🚀 Deploy Your Policy¶
To deploy and evaluate your policy, you need to modify the following three files:
eval.sh
deploy_policy.yml
deploy_policy.py
1. 🔧 deploy_policy.yml
¶
You are free to add any parameters needed in deploy_policy.yml
to specify your model setup (e.g., checkpoint path, model type, architecture details). The entire YAML content will be passed to deploy_policy.py
as usr_args
, which will be available in the get_model()
function.
2. 🖥️ eval.sh
¶
Update the script to pass additional arguments to override default values in deploy_policy.yml
.
#!/bin/bash
policy_name=Your_Policy
task_name=${1}
task_config=${2}
ckpt_setting=${3}
seed=${4}
gpu_id=${5}
# [TODO] Add your custom command-line arguments here
export CUDA_VISIBLE_DEVICES=${gpu_id}
echo -e "\033[33mgpu id (to use): ${gpu_id}\033[0m"
cd ../.. # move to project root
python script/eval_policy.py --config policy/$policy_name/deploy_policy.yml \
--overrides \
--task_name ${task_name} \
--task_config ${task_config} \
--ckpt_setting ${ckpt_setting} \
--seed ${seed} \
--policy_name ${policy_name}
# [TODO] Add your custom arguments here
3. 🧠 deploy_policy.py
¶
You need to implement the following methods in deploy_policy.py
:
3.1 encode_obs(obs: dict) -> dict
¶
Optional. This function is used to preprocess the raw environment observation (e.g., color channel normalization, reshaping, etc.). If not needed, it can be left unchanged.

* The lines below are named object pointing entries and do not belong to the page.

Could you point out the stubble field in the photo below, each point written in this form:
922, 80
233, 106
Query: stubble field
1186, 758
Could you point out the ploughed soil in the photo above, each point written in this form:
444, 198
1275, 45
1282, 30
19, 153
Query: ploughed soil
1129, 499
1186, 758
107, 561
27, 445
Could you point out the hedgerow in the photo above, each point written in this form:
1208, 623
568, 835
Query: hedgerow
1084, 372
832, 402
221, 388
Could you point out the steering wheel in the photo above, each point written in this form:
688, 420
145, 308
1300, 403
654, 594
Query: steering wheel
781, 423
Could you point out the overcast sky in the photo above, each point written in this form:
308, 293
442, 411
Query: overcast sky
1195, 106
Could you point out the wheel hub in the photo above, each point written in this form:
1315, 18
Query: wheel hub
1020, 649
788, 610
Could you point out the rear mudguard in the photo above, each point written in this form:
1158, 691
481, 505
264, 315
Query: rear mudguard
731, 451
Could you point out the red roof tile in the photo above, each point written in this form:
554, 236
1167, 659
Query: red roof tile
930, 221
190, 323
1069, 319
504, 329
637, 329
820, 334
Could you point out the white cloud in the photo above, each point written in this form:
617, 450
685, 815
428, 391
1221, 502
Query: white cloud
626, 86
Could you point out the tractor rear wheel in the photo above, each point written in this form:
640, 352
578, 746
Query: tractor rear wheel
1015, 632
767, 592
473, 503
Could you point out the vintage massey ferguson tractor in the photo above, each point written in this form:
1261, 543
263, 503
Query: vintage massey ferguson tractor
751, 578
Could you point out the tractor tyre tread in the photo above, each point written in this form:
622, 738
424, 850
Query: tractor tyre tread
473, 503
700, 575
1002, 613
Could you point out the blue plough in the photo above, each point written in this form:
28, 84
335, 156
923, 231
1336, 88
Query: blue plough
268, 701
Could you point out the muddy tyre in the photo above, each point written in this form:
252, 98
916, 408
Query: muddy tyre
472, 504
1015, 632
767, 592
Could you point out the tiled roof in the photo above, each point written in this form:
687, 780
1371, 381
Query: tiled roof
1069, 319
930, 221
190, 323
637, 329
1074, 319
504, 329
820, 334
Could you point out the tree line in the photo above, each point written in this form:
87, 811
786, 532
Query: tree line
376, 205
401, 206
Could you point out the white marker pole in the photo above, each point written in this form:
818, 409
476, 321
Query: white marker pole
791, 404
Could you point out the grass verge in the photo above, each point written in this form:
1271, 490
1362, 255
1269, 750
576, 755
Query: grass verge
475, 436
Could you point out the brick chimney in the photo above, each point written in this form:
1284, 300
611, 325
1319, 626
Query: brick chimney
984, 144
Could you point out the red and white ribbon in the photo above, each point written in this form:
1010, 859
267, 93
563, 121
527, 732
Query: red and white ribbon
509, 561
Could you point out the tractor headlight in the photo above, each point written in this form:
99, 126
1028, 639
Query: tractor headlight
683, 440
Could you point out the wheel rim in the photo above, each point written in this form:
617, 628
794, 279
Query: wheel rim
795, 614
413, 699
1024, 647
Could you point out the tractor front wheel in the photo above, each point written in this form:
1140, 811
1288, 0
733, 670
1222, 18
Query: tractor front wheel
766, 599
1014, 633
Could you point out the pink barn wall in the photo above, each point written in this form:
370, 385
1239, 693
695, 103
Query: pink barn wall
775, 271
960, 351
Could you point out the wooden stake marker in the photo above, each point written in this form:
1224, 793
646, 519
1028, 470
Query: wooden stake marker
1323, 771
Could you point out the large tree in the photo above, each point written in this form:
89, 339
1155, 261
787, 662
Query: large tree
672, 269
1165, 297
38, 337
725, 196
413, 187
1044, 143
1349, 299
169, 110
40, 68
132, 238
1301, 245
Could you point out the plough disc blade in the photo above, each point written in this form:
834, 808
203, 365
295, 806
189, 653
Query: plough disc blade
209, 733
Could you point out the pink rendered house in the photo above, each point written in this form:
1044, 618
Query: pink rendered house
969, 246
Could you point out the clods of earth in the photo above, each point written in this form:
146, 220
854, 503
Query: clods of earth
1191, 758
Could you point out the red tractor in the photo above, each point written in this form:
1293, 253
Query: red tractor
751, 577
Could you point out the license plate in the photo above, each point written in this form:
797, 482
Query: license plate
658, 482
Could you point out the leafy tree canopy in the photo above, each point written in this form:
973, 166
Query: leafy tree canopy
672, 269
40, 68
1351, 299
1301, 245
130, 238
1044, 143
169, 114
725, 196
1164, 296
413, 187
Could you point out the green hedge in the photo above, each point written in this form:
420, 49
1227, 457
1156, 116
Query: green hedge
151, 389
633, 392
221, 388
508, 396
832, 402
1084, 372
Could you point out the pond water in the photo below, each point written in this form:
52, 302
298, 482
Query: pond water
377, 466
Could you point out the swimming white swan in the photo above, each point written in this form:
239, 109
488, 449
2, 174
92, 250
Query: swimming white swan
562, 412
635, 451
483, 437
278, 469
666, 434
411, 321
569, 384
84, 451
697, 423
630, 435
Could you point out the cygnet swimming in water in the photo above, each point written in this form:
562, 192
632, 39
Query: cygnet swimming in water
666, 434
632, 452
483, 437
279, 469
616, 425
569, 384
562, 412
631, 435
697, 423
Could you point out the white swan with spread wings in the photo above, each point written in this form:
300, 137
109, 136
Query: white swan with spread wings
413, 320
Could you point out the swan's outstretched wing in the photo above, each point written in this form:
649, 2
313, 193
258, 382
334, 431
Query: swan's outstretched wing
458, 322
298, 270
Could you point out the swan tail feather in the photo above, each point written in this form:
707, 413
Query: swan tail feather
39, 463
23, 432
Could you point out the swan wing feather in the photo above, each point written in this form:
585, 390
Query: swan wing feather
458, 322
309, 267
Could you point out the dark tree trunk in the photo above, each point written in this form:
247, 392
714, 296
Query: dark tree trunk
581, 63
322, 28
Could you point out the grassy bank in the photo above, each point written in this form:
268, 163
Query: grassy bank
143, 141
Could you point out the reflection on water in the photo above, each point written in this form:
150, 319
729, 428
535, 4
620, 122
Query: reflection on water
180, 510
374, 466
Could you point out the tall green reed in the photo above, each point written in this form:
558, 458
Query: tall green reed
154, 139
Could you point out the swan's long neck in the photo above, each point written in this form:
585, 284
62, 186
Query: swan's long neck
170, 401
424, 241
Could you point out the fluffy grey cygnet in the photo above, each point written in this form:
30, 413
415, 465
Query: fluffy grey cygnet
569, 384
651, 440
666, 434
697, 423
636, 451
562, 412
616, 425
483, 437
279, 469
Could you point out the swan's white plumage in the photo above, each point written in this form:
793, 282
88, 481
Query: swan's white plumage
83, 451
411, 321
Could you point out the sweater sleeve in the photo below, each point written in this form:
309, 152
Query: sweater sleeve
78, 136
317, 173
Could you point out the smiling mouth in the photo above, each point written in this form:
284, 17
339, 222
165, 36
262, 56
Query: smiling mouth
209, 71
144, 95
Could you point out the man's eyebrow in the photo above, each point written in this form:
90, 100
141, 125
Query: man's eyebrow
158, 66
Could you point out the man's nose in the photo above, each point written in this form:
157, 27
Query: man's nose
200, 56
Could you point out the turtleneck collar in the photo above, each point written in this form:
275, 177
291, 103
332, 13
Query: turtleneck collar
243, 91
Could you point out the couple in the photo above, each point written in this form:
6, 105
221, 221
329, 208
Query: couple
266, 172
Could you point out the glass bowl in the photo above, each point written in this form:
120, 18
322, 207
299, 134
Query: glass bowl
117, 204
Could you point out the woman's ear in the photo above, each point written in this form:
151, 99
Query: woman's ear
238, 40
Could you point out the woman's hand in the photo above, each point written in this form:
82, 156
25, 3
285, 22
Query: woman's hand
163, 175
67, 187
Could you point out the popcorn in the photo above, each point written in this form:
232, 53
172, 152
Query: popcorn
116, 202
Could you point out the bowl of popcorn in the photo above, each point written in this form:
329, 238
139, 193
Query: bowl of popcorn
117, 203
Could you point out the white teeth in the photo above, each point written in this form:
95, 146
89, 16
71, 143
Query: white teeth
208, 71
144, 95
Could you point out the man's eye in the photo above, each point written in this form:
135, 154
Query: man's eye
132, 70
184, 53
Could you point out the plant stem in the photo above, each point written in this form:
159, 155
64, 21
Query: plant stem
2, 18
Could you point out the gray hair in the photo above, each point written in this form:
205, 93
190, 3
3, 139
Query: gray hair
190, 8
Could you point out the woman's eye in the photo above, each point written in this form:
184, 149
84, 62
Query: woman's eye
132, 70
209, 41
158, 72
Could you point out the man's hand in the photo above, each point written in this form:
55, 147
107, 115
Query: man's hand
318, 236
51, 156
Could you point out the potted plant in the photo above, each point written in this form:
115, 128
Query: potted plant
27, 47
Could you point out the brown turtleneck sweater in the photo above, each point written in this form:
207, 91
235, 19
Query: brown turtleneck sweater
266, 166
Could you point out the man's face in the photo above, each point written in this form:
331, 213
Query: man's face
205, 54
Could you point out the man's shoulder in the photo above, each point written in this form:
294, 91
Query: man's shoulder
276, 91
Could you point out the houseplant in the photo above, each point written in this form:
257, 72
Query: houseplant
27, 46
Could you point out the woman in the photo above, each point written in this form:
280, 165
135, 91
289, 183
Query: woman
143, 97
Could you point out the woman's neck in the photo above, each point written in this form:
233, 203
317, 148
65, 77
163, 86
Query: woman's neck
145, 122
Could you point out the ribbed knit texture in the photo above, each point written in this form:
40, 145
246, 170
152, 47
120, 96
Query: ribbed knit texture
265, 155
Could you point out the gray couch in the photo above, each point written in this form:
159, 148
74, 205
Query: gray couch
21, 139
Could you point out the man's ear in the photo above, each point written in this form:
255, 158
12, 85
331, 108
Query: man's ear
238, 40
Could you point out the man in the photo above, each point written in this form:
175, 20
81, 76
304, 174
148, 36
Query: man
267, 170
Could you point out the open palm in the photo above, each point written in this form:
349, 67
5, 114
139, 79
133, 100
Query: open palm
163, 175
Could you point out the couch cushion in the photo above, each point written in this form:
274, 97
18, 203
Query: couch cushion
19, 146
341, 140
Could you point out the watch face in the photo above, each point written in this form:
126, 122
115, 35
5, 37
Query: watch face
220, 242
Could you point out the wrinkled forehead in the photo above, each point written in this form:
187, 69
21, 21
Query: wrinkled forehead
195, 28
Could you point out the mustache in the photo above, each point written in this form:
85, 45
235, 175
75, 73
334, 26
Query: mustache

3.2 get_model(usr_args: dict) -> Any
¶
Required. This function receives the full configuration from deploy_policy.yml
via usr_args
and must return the initialized model. You can define your own loading logic here, including parsing checkpoints and network parameters.
3.3 eval(env, model, observation, instruction) -> Any
¶
Required. The main evaluation loop. Given the current environment instance, model, and observation (as a dictionary), and a natural language instruction
(string), this function must compute the next action and execute it in the environment.
3.4 update_obs(obs: dict) -> None
¶
Optional. Used to update any internal state of the model or observation buffer. Useful if your model requires a history of frames or a memory-based context.
3.5 get_action(model, obs: dict) -> Any
¶
Optional. Given a model and current observation, return the action to be executed. This is useful if action computation is separated from the evaluation loop.
3.6 reset_model() -> None
¶
Optional but recommended. This function is called before the evaluation of each episode, allowing you to reset model states such as recurrent memory, history buffers, or context encodings.
4. 📌 Notes¶
- The variable
instruction
is a string containing the language command describing the task. You can choose how (or whether) to use it. - Your policy should be compatible with the input/output format expected by the simulator.